3.11 Smoke exhaust design

In addition to places that are not suitable for setting up smoke exhaust facilities and places with slow fire development, the following places or parts of industrial and civil buildings should adopt smoke exhaust and other flue gas control measures: above-ground Class C production sites with a construction area of more than 300 m² and frequent people staying or many combustibles, and above-ground rooms with a construction area of more than 300 m² and frequent people staying or combustibles; Except for the high-temperature production process, other above-ground Class D production sites with a construction area of more than 5000m²; underground or semi-underground D production sites with a construction area of more than 1000m²; above-ground Class C warehouses with a construction area of more than 300m²; Evacuation corridors with a length of more than 20m in factories or warehouses with a building height of more than 32m, evacuation walkways with a length of more than 40m in other factories or warehouses, and evacuation walkways with a length of more than 20m in civil buildings.
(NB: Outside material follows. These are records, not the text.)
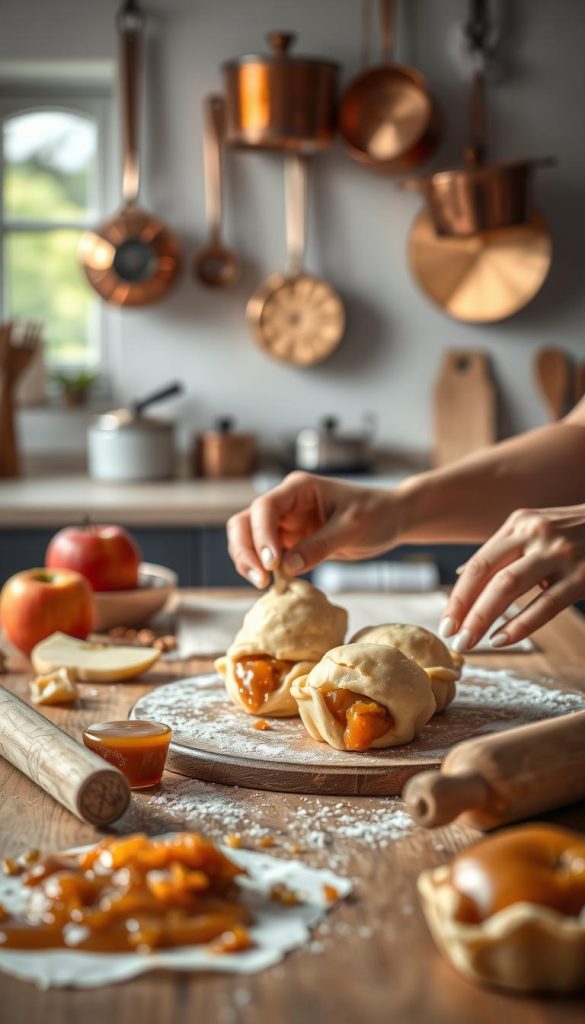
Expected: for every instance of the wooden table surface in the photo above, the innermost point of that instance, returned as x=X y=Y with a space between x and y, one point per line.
x=372 y=962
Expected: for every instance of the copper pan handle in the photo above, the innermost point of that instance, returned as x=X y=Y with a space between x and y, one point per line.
x=387 y=11
x=130 y=28
x=475 y=154
x=213 y=135
x=366 y=32
x=296 y=173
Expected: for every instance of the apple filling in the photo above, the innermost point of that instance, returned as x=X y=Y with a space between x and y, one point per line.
x=132 y=894
x=258 y=676
x=364 y=721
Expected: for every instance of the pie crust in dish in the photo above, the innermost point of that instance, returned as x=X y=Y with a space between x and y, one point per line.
x=524 y=946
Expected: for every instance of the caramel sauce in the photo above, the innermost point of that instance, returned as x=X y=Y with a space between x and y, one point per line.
x=258 y=676
x=137 y=749
x=363 y=720
x=541 y=864
x=132 y=895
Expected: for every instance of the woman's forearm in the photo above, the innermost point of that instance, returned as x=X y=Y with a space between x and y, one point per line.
x=467 y=501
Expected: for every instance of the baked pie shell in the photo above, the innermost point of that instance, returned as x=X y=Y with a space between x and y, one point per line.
x=523 y=948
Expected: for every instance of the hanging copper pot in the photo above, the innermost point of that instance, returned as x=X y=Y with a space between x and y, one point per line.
x=387 y=117
x=481 y=196
x=279 y=101
x=132 y=259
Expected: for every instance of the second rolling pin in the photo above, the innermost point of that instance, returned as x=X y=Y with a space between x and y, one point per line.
x=79 y=779
x=504 y=777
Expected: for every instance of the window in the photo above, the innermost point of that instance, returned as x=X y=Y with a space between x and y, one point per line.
x=51 y=187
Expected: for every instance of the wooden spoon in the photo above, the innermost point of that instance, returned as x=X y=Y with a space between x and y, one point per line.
x=553 y=373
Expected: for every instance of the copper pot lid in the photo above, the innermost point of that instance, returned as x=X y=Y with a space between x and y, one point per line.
x=484 y=278
x=281 y=43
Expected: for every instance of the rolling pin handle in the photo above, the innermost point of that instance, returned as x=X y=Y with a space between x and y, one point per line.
x=433 y=799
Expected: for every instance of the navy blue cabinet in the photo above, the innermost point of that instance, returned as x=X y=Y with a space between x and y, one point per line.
x=198 y=555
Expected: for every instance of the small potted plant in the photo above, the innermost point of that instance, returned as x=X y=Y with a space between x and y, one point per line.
x=75 y=386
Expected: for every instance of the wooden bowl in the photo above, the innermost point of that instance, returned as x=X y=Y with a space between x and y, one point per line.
x=135 y=607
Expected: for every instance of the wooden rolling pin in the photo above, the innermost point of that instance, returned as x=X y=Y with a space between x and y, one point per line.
x=504 y=777
x=79 y=779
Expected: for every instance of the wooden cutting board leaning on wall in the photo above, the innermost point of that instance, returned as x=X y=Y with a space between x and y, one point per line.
x=464 y=406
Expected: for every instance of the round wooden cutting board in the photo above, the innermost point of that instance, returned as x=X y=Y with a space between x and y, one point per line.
x=215 y=741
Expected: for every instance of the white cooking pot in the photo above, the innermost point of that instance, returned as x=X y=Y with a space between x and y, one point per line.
x=126 y=445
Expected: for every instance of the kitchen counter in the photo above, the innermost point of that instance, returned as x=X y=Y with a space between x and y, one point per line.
x=64 y=498
x=373 y=961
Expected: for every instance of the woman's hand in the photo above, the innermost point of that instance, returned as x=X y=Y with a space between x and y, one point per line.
x=542 y=547
x=308 y=518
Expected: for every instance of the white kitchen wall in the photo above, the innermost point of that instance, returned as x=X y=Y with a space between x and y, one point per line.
x=359 y=220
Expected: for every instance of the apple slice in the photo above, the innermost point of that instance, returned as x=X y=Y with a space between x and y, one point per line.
x=92 y=663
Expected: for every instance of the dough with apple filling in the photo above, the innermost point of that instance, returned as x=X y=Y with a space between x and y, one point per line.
x=442 y=666
x=282 y=636
x=364 y=695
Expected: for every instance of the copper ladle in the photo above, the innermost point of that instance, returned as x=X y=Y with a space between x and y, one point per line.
x=215 y=265
x=132 y=259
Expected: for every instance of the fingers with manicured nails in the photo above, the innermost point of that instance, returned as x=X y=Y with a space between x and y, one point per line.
x=544 y=607
x=318 y=547
x=263 y=523
x=505 y=586
x=242 y=551
x=496 y=553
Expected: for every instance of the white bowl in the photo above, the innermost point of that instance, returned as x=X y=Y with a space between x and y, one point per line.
x=135 y=607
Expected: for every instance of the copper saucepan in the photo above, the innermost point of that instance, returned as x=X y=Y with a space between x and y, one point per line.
x=132 y=259
x=479 y=197
x=387 y=116
x=296 y=317
x=279 y=101
x=215 y=265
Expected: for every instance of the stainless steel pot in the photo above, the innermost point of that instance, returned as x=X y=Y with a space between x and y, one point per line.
x=126 y=445
x=324 y=450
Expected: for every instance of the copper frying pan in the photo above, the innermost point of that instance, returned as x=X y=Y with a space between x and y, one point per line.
x=295 y=316
x=483 y=278
x=132 y=259
x=387 y=117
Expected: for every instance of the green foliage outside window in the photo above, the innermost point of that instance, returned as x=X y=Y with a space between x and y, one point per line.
x=47 y=177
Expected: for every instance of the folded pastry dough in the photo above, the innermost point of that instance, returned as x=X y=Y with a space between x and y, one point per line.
x=524 y=947
x=442 y=666
x=283 y=635
x=364 y=695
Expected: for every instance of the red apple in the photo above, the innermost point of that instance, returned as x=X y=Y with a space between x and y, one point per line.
x=38 y=602
x=107 y=556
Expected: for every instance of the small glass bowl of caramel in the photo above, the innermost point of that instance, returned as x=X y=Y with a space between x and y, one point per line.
x=138 y=749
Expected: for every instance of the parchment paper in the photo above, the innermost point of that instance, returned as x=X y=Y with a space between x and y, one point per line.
x=277 y=930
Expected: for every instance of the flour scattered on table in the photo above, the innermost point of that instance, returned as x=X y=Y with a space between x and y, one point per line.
x=488 y=700
x=306 y=824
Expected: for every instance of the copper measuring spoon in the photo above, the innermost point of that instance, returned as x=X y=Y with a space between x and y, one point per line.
x=215 y=265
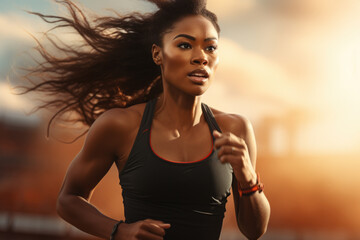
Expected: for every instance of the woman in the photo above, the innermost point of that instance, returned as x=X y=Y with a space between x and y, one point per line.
x=177 y=158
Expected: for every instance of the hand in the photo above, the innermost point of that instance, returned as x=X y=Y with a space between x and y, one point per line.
x=148 y=229
x=233 y=150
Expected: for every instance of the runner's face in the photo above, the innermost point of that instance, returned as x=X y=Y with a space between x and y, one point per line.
x=189 y=56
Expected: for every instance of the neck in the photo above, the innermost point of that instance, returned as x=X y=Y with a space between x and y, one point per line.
x=180 y=112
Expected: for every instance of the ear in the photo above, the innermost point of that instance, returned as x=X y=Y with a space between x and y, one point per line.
x=156 y=54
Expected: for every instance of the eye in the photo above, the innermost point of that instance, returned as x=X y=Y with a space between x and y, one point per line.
x=211 y=48
x=184 y=45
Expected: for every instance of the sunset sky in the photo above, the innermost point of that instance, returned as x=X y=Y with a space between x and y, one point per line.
x=277 y=56
x=285 y=62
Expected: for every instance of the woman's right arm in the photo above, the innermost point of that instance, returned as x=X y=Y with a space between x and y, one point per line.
x=100 y=149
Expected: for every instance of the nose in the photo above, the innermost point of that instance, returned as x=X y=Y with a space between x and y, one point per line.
x=199 y=58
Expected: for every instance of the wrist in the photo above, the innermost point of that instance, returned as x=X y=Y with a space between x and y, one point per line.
x=257 y=187
x=246 y=179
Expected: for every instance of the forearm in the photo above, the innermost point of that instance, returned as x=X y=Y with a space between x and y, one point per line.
x=253 y=214
x=81 y=214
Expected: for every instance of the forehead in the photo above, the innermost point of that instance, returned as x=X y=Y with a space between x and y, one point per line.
x=197 y=26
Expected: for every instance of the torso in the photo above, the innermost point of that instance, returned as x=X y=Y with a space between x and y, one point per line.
x=196 y=144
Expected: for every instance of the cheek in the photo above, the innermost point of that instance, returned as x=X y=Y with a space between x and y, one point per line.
x=173 y=59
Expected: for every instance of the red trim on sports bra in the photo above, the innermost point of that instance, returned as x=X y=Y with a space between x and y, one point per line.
x=212 y=149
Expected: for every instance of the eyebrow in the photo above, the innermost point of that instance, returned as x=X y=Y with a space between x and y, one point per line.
x=193 y=38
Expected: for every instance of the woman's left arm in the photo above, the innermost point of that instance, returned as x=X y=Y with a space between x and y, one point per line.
x=237 y=146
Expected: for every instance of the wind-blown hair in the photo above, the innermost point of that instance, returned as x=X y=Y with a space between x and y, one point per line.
x=114 y=66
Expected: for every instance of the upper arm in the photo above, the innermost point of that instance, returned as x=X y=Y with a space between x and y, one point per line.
x=97 y=155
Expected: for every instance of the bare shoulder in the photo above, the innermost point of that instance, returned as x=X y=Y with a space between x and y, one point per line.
x=116 y=122
x=235 y=123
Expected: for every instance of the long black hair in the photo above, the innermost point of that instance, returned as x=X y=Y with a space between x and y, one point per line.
x=114 y=66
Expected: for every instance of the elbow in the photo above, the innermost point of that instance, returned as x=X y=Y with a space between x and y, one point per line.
x=256 y=233
x=60 y=205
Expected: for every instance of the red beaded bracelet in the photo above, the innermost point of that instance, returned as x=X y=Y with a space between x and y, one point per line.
x=251 y=190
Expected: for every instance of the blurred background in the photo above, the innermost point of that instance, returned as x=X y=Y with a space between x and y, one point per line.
x=291 y=66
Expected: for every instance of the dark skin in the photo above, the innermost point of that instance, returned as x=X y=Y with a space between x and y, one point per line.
x=179 y=132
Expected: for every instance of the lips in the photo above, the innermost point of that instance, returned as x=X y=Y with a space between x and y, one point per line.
x=199 y=73
x=199 y=76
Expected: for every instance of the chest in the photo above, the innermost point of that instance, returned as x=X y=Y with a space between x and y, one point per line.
x=181 y=146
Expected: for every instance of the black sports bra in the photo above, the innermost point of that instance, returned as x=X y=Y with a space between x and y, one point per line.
x=190 y=196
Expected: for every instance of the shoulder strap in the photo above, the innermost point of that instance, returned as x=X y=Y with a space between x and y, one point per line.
x=147 y=116
x=209 y=117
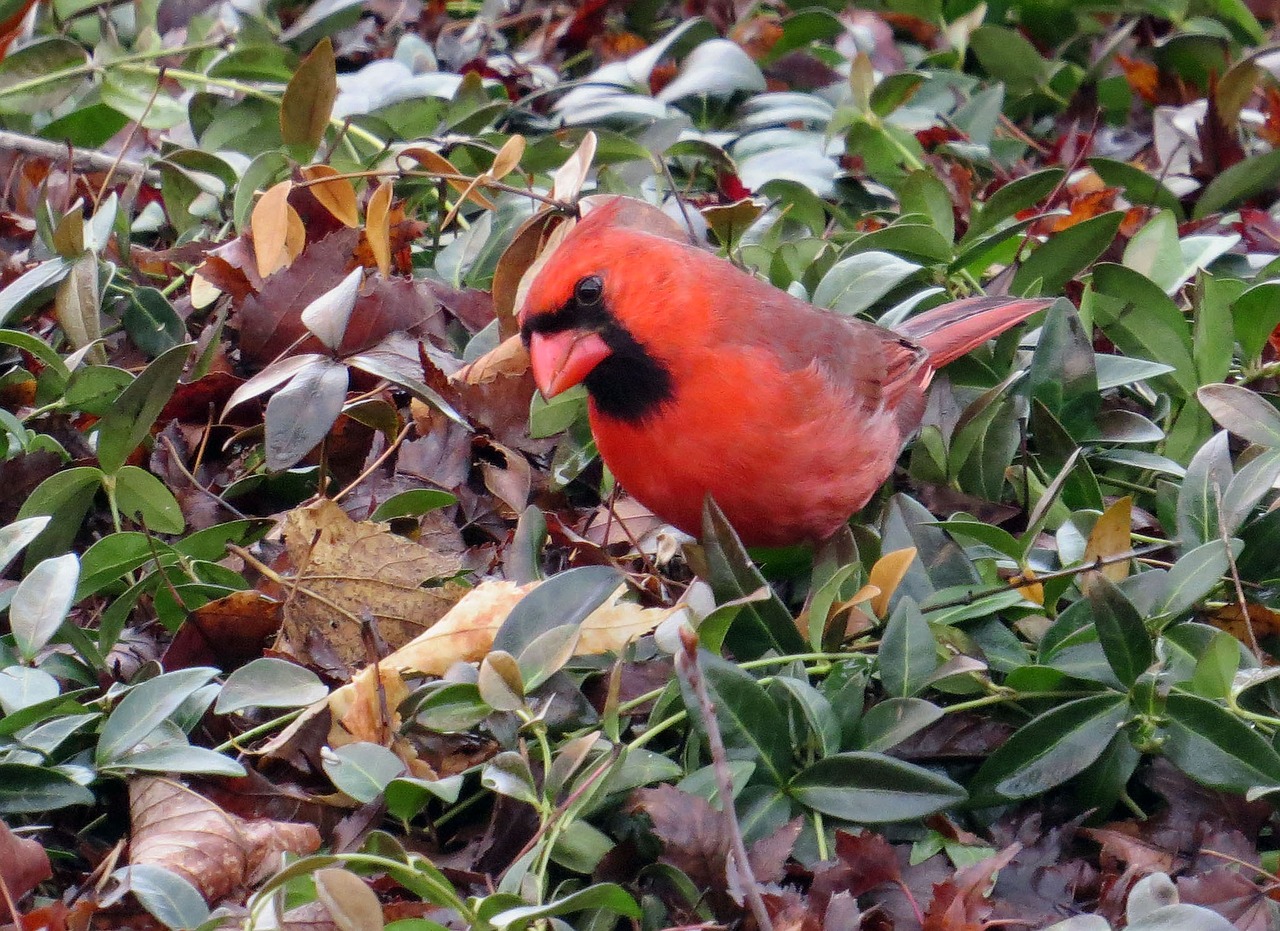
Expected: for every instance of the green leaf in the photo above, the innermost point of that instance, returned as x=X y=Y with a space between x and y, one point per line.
x=1239 y=182
x=1256 y=315
x=604 y=897
x=1216 y=748
x=302 y=412
x=855 y=283
x=1066 y=254
x=1208 y=475
x=269 y=683
x=151 y=322
x=1193 y=576
x=1052 y=748
x=145 y=708
x=41 y=602
x=890 y=722
x=145 y=498
x=168 y=897
x=123 y=428
x=1121 y=633
x=44 y=58
x=873 y=789
x=566 y=598
x=362 y=770
x=1013 y=197
x=759 y=625
x=1139 y=186
x=65 y=497
x=908 y=653
x=35 y=789
x=750 y=724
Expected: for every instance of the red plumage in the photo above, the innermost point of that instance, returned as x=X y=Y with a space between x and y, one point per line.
x=790 y=416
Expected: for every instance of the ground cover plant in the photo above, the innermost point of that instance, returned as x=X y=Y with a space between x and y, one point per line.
x=318 y=615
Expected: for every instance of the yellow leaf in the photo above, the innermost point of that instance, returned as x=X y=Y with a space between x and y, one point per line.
x=435 y=163
x=309 y=97
x=337 y=196
x=887 y=574
x=1032 y=590
x=1110 y=538
x=507 y=158
x=270 y=227
x=378 y=227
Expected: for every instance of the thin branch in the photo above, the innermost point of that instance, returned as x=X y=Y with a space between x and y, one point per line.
x=82 y=159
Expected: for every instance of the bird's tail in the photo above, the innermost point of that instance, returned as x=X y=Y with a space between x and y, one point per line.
x=955 y=328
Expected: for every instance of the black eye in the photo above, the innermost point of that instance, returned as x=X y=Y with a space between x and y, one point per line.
x=589 y=291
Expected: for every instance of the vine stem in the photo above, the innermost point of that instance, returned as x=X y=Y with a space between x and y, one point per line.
x=690 y=670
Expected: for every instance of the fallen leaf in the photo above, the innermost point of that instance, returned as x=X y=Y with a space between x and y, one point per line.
x=23 y=866
x=344 y=576
x=176 y=827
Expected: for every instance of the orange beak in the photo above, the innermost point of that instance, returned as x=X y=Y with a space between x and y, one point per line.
x=561 y=360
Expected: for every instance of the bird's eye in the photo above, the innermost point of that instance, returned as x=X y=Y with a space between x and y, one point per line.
x=589 y=291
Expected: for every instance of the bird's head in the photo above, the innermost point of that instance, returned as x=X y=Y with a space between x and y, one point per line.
x=590 y=316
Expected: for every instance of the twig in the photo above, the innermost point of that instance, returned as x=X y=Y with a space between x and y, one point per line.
x=1235 y=576
x=689 y=669
x=82 y=160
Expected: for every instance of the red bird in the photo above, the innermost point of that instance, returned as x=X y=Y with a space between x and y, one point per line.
x=707 y=380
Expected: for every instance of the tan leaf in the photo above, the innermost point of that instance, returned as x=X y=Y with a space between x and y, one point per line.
x=568 y=178
x=516 y=260
x=1033 y=590
x=337 y=196
x=378 y=227
x=508 y=357
x=295 y=234
x=270 y=226
x=215 y=850
x=437 y=164
x=887 y=574
x=355 y=584
x=507 y=158
x=351 y=903
x=307 y=101
x=1109 y=538
x=466 y=633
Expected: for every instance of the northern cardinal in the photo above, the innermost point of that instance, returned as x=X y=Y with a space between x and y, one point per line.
x=705 y=380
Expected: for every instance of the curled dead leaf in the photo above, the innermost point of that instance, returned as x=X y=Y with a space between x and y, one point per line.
x=378 y=227
x=215 y=850
x=337 y=195
x=508 y=357
x=269 y=224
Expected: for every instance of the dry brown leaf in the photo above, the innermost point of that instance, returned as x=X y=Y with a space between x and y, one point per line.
x=270 y=227
x=352 y=904
x=887 y=574
x=378 y=229
x=465 y=634
x=209 y=847
x=348 y=573
x=508 y=357
x=512 y=273
x=1109 y=538
x=507 y=158
x=337 y=196
x=433 y=161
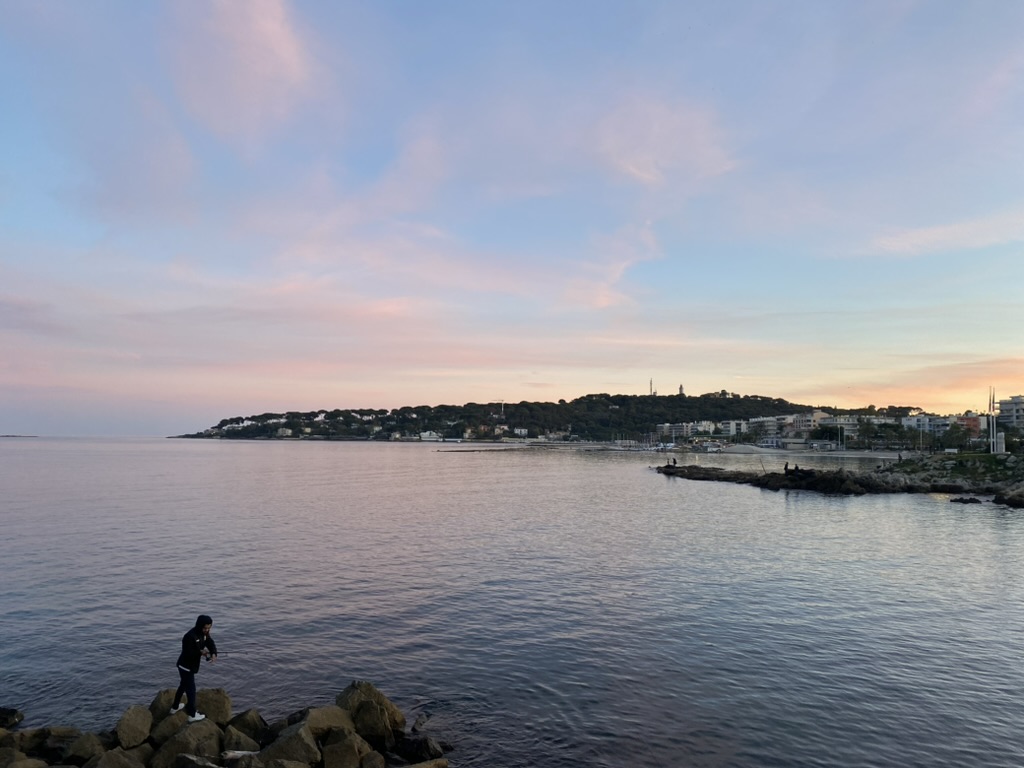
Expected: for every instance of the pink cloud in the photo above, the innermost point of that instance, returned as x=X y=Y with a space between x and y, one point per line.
x=654 y=141
x=241 y=69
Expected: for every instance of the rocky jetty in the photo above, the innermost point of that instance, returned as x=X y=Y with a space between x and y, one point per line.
x=1000 y=476
x=363 y=729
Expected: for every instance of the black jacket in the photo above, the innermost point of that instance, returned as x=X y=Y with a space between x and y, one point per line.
x=194 y=643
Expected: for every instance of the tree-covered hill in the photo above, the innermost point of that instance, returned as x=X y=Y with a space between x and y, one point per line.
x=593 y=417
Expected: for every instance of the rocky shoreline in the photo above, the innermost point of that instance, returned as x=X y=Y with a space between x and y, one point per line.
x=1000 y=476
x=363 y=729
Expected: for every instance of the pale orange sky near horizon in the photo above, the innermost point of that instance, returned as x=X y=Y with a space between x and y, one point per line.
x=217 y=209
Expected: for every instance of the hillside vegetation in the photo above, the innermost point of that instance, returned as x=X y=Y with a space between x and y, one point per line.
x=593 y=417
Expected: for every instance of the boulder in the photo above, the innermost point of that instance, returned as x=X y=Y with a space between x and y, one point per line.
x=192 y=761
x=117 y=759
x=322 y=720
x=360 y=690
x=342 y=735
x=215 y=704
x=202 y=739
x=246 y=760
x=134 y=726
x=143 y=753
x=373 y=724
x=295 y=743
x=168 y=727
x=253 y=725
x=373 y=760
x=29 y=763
x=236 y=740
x=342 y=755
x=84 y=749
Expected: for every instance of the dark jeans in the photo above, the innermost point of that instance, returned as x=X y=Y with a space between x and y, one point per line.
x=187 y=688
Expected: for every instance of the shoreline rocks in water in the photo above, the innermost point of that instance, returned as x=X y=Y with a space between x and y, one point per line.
x=363 y=729
x=999 y=476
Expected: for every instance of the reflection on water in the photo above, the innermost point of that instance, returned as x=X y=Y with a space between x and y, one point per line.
x=545 y=608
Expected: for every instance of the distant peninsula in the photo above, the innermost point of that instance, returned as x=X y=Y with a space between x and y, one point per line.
x=626 y=420
x=591 y=418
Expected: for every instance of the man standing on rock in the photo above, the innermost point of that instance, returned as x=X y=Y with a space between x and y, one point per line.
x=196 y=644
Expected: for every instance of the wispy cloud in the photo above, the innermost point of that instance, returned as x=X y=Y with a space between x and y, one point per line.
x=994 y=229
x=654 y=141
x=600 y=284
x=241 y=69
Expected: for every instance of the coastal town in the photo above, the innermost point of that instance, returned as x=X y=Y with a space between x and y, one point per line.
x=717 y=421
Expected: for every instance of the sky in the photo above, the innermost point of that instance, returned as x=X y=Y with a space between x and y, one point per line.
x=223 y=208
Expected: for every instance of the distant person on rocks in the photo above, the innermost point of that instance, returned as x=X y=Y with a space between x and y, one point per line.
x=196 y=644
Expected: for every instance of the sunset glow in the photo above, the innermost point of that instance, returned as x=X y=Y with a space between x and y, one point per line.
x=217 y=209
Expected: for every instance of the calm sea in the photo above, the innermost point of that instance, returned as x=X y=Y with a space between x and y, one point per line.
x=544 y=608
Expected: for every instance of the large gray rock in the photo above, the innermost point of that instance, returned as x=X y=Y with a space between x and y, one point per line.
x=216 y=705
x=168 y=727
x=373 y=760
x=343 y=755
x=117 y=759
x=322 y=720
x=360 y=690
x=342 y=735
x=143 y=753
x=247 y=760
x=373 y=724
x=236 y=740
x=190 y=761
x=295 y=743
x=134 y=726
x=202 y=739
x=29 y=763
x=253 y=725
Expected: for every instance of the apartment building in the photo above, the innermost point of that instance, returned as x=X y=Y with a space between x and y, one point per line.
x=1012 y=412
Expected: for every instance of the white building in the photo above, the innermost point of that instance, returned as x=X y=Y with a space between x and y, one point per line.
x=1012 y=412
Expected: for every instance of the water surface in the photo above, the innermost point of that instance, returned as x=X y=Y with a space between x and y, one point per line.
x=545 y=608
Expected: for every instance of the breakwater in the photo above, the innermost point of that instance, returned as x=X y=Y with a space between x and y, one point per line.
x=363 y=729
x=999 y=476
3.12 Fireproof design of equipment

The machine room should be made of non-combustible or flame-retardant materials, and the combustion performance of the materials should comply with the relevant provisions of the GB50222-1995 "Fire Protection Code for Building Interior Decoration Design". The Code for Fireproof Design of Buildings 9.3.14 stipulates that the air ducts of ventilation and air conditioning systems should be made of non-combustible materials, usually galvanized steel plates. Flame retardant materials are used as the material of the air duct, usually composite air ducts, in order to ensure that the overall performance of the composite air ducts reaches Class A non-combustible. 9.3.15 It is stipulated that the insulation materials of equipment and air ducts should be non-combustible materials; Humidification materials, anechoic materials and binders used in humidifiers should be made of non-combustible materials, and flame-retardant materials can be used when it is really difficult.